Have you seen the movie the Princess Bride? There’s a scene when Princess Buttercup and Westley (aka the man in black, aka Dread Captian Roberts) run into the Fire Swamp to escape Humperdinck only to have close encounters with R.O.U.S’ — or rodents of unusual size — which include giant rats.
If you haven’t seen it, well, you should. Anyway, some recent discoveries remind me of the scene, except it’s penguins and kangaroos instead of rodents of unusual size. It turns out they aren’t an anomaly, either! We coexist with some larger animals these days, but thousands and millions of years ago, there were far more of them walking the Earth — and they’re called Megafauna.
Megafauna
During the Pleistocene epoch, beginning 2.5 million ago and ending 11,700 years ago, giant animals known as Megafauna roamed the Earth. Think elephants, rhinoceros, or the Australian diprotodon — except there were also giant ground sloths, cave bears, and saber-toothed tigers back then.

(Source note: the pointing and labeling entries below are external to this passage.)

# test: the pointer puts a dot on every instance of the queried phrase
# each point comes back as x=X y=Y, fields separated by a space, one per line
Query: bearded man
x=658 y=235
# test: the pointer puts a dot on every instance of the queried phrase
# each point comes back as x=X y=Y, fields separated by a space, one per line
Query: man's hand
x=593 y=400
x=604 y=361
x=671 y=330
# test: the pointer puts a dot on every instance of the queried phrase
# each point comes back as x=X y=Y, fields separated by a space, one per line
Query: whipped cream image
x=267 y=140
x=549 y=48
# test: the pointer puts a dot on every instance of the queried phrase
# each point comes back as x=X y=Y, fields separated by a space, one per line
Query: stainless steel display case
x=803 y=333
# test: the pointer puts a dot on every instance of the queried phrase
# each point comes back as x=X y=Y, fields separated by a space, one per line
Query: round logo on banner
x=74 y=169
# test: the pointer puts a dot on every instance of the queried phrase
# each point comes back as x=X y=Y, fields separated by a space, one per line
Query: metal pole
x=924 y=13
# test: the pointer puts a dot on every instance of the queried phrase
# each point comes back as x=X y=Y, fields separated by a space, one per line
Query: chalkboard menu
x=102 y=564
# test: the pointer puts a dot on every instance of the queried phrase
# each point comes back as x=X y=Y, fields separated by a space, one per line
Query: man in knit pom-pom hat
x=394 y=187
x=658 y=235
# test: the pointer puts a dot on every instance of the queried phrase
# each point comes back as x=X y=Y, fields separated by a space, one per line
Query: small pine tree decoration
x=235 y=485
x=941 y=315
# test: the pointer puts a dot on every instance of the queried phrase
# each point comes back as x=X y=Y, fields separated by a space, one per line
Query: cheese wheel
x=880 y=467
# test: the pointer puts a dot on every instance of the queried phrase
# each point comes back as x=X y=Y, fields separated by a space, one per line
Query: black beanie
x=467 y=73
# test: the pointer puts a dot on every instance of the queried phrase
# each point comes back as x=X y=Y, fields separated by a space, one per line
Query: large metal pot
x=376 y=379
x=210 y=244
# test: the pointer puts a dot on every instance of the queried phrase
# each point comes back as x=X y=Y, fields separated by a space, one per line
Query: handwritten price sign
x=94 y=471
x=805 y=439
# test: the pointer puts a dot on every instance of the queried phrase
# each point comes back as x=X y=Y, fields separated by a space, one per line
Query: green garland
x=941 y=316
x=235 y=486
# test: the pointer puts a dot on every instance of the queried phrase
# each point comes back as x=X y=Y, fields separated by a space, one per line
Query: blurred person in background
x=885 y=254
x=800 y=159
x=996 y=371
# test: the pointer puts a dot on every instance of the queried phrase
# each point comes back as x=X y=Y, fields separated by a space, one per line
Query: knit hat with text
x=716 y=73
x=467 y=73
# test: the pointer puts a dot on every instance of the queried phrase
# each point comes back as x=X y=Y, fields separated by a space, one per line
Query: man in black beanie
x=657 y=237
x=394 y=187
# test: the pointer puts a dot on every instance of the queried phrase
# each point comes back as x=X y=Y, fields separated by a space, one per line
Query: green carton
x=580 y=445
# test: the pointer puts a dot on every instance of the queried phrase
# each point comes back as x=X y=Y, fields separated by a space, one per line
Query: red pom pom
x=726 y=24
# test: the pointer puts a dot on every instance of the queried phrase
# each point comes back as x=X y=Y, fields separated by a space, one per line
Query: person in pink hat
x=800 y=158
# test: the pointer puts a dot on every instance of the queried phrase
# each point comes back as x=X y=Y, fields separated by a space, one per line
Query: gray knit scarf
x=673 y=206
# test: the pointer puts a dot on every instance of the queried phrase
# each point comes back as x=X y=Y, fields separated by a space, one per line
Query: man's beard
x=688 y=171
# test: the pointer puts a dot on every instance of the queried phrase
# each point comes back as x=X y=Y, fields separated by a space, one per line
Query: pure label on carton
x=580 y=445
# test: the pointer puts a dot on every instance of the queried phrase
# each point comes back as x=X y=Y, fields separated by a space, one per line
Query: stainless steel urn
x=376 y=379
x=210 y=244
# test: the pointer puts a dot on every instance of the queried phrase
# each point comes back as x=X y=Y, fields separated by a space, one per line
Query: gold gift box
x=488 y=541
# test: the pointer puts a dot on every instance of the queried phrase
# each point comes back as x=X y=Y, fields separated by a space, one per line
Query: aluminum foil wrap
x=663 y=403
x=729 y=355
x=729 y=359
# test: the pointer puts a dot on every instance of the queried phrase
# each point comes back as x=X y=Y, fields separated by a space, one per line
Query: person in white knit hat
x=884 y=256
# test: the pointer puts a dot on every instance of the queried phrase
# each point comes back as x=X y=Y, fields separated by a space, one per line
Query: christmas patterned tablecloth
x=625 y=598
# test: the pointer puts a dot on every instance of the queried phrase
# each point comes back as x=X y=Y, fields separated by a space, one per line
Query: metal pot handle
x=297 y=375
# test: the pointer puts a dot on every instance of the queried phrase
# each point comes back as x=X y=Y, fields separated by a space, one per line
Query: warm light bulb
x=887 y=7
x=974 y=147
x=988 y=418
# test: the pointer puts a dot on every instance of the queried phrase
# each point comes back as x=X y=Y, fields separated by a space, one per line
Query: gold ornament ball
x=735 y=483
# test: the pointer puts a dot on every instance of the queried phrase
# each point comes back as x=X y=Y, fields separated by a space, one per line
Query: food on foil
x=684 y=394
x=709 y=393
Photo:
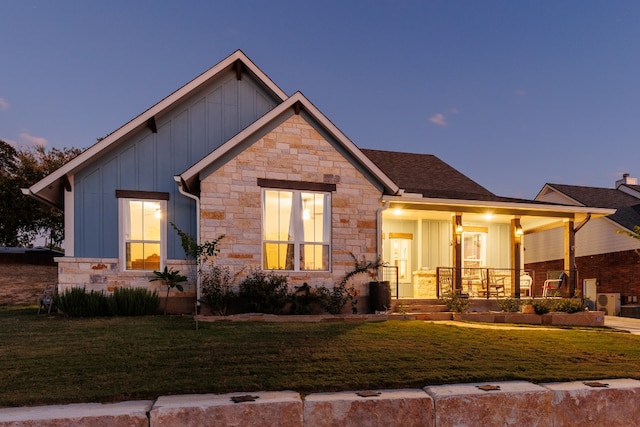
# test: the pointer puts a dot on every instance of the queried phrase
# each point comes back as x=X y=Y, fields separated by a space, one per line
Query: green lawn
x=50 y=359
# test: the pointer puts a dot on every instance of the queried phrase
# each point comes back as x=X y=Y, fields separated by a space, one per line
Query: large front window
x=142 y=234
x=296 y=227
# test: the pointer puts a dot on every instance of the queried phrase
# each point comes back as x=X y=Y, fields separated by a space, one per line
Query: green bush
x=510 y=305
x=217 y=289
x=308 y=300
x=568 y=305
x=133 y=302
x=456 y=302
x=77 y=302
x=263 y=292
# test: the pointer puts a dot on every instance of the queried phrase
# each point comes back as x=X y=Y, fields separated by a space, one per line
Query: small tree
x=171 y=279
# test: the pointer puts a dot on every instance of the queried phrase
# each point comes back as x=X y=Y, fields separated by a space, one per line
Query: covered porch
x=475 y=248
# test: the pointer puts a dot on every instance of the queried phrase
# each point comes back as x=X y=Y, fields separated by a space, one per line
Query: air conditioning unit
x=609 y=303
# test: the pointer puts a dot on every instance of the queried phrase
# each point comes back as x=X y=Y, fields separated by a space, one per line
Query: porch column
x=515 y=238
x=570 y=255
x=457 y=251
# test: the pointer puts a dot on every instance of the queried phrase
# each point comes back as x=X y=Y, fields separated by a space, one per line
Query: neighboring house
x=607 y=258
x=229 y=153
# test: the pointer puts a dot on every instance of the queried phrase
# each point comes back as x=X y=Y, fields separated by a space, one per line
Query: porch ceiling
x=530 y=218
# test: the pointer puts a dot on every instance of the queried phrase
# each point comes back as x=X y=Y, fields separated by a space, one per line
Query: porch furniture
x=492 y=284
x=445 y=281
x=553 y=284
x=525 y=284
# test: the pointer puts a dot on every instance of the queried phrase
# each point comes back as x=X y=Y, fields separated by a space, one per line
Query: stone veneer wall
x=610 y=403
x=104 y=275
x=231 y=200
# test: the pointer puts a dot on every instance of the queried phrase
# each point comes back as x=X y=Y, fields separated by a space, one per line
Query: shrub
x=542 y=306
x=217 y=289
x=133 y=302
x=568 y=305
x=455 y=302
x=77 y=302
x=264 y=292
x=308 y=300
x=510 y=305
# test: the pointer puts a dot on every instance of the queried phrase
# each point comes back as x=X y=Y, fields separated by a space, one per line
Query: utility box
x=609 y=304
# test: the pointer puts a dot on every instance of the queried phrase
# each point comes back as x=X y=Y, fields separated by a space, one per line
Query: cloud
x=28 y=139
x=439 y=120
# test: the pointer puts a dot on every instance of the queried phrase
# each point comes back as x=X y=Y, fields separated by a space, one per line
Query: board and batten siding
x=148 y=161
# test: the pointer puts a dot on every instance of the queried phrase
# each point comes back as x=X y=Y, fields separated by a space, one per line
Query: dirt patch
x=23 y=284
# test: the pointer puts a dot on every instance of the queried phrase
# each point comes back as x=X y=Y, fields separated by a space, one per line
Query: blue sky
x=513 y=94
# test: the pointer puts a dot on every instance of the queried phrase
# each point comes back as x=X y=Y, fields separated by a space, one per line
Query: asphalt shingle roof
x=628 y=206
x=426 y=174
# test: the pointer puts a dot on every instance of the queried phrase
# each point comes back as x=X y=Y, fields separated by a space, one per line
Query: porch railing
x=390 y=274
x=486 y=282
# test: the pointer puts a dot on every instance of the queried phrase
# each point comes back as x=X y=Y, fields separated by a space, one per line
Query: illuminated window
x=474 y=251
x=296 y=230
x=142 y=226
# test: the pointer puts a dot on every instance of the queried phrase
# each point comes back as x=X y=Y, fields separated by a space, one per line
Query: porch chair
x=445 y=281
x=525 y=284
x=553 y=284
x=492 y=283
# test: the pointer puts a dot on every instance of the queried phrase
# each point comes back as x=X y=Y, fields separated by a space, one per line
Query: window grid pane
x=142 y=232
x=296 y=230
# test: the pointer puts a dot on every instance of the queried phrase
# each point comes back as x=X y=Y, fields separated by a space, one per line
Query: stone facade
x=508 y=403
x=105 y=274
x=617 y=272
x=294 y=151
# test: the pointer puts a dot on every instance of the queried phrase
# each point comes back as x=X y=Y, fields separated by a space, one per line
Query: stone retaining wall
x=612 y=402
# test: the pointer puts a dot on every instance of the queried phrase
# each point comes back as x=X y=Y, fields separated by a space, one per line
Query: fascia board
x=141 y=120
x=478 y=204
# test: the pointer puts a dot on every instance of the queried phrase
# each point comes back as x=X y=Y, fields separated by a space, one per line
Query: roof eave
x=515 y=208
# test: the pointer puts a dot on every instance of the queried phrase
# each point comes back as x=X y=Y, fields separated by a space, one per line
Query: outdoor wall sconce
x=517 y=230
x=458 y=229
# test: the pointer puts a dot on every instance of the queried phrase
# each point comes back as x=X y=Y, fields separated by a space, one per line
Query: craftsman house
x=230 y=153
x=607 y=260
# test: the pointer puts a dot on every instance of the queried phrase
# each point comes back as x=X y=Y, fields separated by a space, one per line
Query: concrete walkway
x=624 y=323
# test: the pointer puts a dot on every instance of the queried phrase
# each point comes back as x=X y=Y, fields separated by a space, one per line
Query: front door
x=401 y=258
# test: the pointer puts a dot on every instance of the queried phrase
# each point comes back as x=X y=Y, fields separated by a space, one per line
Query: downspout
x=574 y=279
x=384 y=207
x=583 y=223
x=185 y=193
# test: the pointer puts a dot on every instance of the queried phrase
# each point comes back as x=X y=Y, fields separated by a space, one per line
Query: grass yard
x=50 y=359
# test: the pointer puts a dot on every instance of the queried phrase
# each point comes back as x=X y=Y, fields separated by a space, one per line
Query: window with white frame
x=142 y=233
x=296 y=230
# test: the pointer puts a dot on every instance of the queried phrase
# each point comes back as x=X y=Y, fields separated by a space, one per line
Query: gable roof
x=297 y=102
x=427 y=175
x=50 y=188
x=627 y=206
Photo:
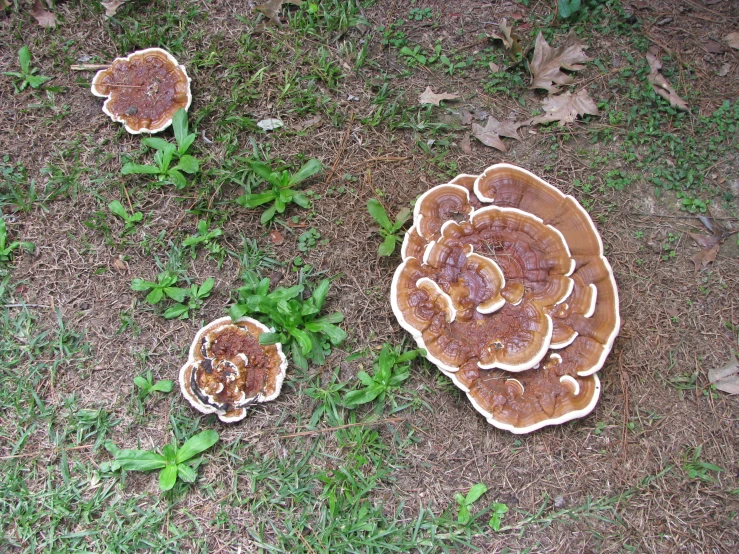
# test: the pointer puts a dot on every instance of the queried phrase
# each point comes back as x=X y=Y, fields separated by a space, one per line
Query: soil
x=678 y=322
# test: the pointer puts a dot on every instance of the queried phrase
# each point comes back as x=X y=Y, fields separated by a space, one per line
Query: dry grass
x=621 y=472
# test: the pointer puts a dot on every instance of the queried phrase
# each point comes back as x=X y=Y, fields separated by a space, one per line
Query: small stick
x=88 y=67
x=341 y=149
x=329 y=429
x=42 y=451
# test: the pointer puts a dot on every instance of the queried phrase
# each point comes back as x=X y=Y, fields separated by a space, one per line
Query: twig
x=330 y=429
x=88 y=67
x=625 y=407
x=42 y=451
x=341 y=150
x=385 y=159
x=684 y=216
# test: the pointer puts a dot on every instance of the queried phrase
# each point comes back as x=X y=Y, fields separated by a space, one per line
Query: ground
x=652 y=469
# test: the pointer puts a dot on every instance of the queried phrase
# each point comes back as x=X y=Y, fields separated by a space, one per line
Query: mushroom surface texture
x=504 y=283
x=228 y=370
x=143 y=90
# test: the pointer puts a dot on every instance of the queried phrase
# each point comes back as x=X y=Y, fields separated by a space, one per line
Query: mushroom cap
x=520 y=266
x=227 y=369
x=531 y=399
x=143 y=90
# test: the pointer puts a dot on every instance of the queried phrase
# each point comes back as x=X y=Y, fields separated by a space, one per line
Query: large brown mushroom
x=143 y=90
x=228 y=370
x=504 y=283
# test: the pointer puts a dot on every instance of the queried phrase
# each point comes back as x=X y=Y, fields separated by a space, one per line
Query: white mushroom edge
x=191 y=359
x=120 y=119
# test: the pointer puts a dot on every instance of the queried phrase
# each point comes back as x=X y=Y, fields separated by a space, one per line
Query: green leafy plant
x=414 y=55
x=196 y=296
x=147 y=386
x=129 y=220
x=499 y=510
x=390 y=370
x=389 y=231
x=568 y=8
x=6 y=249
x=281 y=193
x=173 y=461
x=696 y=469
x=464 y=502
x=300 y=329
x=166 y=153
x=207 y=238
x=308 y=239
x=163 y=287
x=450 y=65
x=27 y=74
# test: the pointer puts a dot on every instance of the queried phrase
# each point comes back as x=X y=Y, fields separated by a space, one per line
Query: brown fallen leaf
x=566 y=107
x=112 y=7
x=429 y=97
x=704 y=256
x=465 y=145
x=44 y=17
x=276 y=237
x=488 y=135
x=659 y=83
x=271 y=9
x=547 y=61
x=709 y=244
x=120 y=265
x=713 y=47
x=726 y=378
x=308 y=123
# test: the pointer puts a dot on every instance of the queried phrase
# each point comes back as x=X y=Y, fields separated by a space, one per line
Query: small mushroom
x=228 y=369
x=143 y=90
x=520 y=265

These days, the Megafauna living across the continent of Africa and some in Australia including the red kangaroo, emu, elephants, giraffes, and hippopotamuses are pretty much all that remains of these massive animals.
However, megafauna existed practically everywhere, especially in Australia and Papua New Guinea, until most of them went extinct. There are many possible reasons for their mass extinctions, but environmental factors are assumed to be the primary culprit.
Experts theorize that megafauna initially existed due to the glacial conditions of the last ice age, which began about 110,000 years ago and ended around 12,500 years ago. Then as the climate warmed and the ice age ended, most megafauna couldn’t handle the transition and went extinct.
The megafauna of New Guinea is considerably less studied than those of Africa or Australia, making the small country ripe with archeological mystery. This is only made more true with a recent discovery, about an older discovery, involving a new species of kangaroo.